Mason researchers to receive funding for GPU-based computing cluster

George Mason University

Grant Announcement

Harbir Antil (PI), Director, Center for Mathematics and Artificial Intelligence (CMAI), and Associate Professor, Mathematical Sciences, Rainald Löhner (co-PI), Director, Computational Fluid Dynamics (CFD) Center and Professor, Physics and Astronomy, and Mahamadi Warma, (co-PI), CMAI Faculty and Professor, Mathematical Sciences, are set to receive funding from the U.S. Department of the Air Force, under the DURIP program, to purchase a graphics processing unit (GPU)-based computing cluster.
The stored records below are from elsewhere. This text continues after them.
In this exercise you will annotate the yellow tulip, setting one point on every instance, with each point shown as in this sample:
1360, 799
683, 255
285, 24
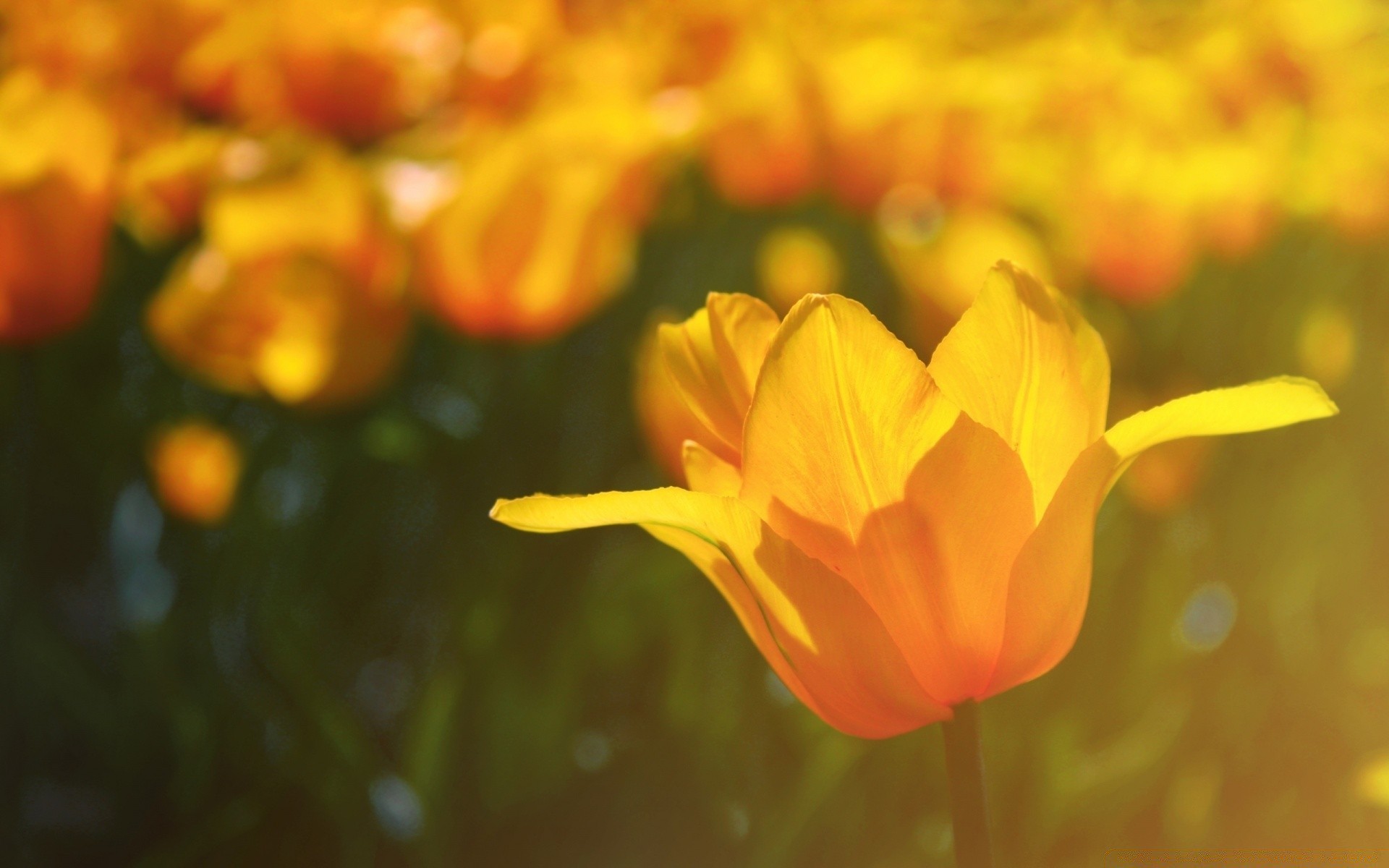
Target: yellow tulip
57, 155
296, 292
760, 148
543, 226
896, 538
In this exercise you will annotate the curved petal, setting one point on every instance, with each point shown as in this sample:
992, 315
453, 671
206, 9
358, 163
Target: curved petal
1270, 403
1052, 576
708, 472
714, 357
844, 412
937, 567
1024, 363
813, 628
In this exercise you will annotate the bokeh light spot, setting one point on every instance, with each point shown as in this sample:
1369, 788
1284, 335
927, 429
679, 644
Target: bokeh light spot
1207, 618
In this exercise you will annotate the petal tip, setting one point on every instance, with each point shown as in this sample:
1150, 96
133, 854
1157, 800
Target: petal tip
1317, 392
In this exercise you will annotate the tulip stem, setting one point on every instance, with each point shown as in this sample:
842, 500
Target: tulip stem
964, 773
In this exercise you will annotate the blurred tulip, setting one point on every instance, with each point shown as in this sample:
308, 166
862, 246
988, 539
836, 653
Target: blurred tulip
356, 69
166, 184
660, 410
797, 261
196, 469
56, 174
896, 538
1137, 250
880, 129
760, 146
543, 226
945, 271
1327, 345
297, 291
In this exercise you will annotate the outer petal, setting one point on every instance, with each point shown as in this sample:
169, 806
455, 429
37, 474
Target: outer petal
937, 567
664, 418
1025, 363
813, 628
844, 413
714, 357
1052, 576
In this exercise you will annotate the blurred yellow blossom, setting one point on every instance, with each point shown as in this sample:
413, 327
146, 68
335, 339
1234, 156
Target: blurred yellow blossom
795, 261
57, 156
196, 469
297, 289
1327, 345
543, 226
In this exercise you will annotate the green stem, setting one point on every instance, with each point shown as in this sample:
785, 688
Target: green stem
964, 773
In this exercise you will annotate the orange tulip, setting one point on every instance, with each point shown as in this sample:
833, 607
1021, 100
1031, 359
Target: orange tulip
762, 145
896, 538
543, 226
356, 69
56, 174
297, 291
196, 469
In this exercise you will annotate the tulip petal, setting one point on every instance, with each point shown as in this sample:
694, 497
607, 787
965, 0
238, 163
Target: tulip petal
1270, 403
937, 567
714, 357
844, 413
708, 472
1052, 576
1024, 363
813, 628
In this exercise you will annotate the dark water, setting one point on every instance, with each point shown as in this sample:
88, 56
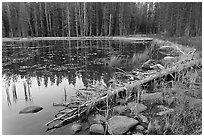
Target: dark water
36, 73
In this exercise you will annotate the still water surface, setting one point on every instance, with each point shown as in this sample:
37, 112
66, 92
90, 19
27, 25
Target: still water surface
39, 73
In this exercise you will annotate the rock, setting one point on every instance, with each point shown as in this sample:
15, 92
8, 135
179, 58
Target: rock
121, 101
143, 118
153, 97
120, 109
97, 129
170, 50
147, 65
137, 133
139, 127
118, 125
170, 100
136, 107
99, 119
76, 127
170, 59
31, 109
165, 112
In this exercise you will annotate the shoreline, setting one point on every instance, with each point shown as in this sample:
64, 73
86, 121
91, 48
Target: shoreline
123, 38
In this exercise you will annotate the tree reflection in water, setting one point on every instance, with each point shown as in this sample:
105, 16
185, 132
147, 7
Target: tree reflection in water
53, 61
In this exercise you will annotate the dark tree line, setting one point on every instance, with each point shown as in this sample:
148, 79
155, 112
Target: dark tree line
100, 19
This High-Performance Computing Cluster (HPC) resource will help the team to design software and algorithms for simulation, control, and optimization of processes involving complex Multiphysics and Machine Learning relevant to the U.S. Department of Defense (DoD).
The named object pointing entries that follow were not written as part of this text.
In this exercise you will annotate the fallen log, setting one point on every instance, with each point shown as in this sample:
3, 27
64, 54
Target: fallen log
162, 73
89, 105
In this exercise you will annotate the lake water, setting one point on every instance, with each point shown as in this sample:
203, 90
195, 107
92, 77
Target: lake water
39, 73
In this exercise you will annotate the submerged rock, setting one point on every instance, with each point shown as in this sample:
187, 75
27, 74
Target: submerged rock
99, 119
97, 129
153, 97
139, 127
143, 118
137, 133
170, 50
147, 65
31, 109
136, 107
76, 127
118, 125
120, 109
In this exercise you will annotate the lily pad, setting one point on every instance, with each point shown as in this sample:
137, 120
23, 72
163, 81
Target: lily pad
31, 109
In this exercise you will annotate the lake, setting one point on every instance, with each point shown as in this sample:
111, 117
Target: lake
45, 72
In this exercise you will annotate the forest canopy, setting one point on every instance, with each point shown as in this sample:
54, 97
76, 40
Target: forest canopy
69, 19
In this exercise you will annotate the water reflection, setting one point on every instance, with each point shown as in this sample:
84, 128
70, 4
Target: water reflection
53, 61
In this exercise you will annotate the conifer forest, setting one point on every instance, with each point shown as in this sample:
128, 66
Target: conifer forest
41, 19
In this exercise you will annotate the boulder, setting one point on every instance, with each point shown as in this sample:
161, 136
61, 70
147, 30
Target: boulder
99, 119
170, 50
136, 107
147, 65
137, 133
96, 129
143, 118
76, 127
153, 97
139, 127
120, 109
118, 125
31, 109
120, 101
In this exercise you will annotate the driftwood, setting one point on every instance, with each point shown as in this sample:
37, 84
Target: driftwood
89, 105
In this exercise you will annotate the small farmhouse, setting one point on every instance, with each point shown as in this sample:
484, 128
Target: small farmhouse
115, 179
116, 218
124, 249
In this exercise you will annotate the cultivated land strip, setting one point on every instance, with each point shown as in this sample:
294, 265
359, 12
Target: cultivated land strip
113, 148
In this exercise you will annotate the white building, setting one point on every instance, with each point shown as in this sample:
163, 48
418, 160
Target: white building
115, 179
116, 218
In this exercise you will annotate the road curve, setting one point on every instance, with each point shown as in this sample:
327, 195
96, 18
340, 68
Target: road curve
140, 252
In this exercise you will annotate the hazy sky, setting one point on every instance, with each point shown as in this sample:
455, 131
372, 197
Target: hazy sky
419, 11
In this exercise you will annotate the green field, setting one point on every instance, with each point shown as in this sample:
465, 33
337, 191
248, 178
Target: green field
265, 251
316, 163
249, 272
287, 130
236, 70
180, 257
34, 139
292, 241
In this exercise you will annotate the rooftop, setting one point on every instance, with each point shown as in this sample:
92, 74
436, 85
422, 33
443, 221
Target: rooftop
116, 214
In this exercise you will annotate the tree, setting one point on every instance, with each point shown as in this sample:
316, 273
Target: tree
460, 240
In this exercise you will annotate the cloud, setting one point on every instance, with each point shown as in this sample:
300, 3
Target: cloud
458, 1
With this cluster, the researchers will create an open environment that will be accessible to several neighboring academic institutions, including Historically Black Colleges and Universities (HBCUs). This will also help further their collaborations with several national labs, such as the Naval Research Laboratory (NRL), National Institute of Standards and Technology (NIST), and industries such as BlackSky, The Aerospace Corporation. The professors have identified several existing workshops and summer programs hosted by CMAI to train researchers on this hardware.
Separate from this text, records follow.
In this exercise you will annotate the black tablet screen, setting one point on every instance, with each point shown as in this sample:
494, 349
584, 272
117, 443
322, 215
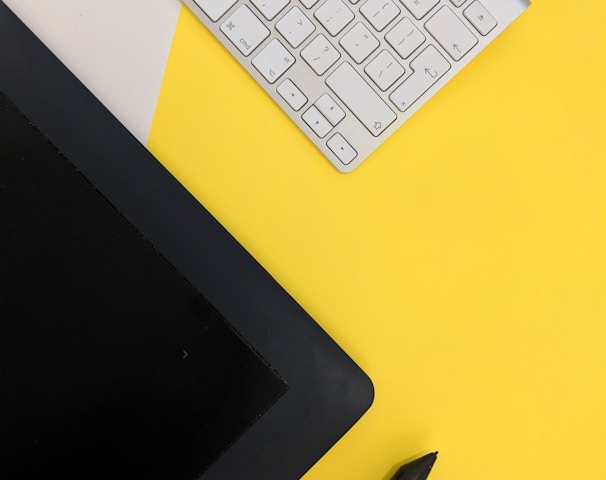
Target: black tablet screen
111, 365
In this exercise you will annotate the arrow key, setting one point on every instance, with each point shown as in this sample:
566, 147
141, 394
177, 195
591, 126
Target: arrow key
342, 149
317, 122
329, 108
446, 27
273, 61
291, 93
480, 18
429, 66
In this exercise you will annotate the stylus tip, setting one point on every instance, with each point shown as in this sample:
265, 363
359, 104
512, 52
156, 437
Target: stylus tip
417, 469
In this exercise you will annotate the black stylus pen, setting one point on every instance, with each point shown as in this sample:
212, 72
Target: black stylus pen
417, 469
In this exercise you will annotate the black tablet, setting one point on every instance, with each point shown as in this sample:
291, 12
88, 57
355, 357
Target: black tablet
138, 339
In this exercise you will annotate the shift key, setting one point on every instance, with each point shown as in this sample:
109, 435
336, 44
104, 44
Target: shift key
361, 99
The researchers have also been involved in creating converters that allow them to run DoD legacy codes on GPUs. They will develop the converters further and extend them to emerging variants of OpenACC or CUDA. The computing cluster will have direct impact on currently funded research of the PIs (from the Air Force Office of Scientific Research, Defense Threat Reduction Agency, Army Research Office, and Department of Navy) and many applications, such as: hypersonic flow, combustion, manufacturing processes, environmental assessments, inverse problems, optimal control and machine learning problems.

The researchers will receive $482,186 from the AFOSR for this award. Funding will begin in May 2021 and will end in late April 2022.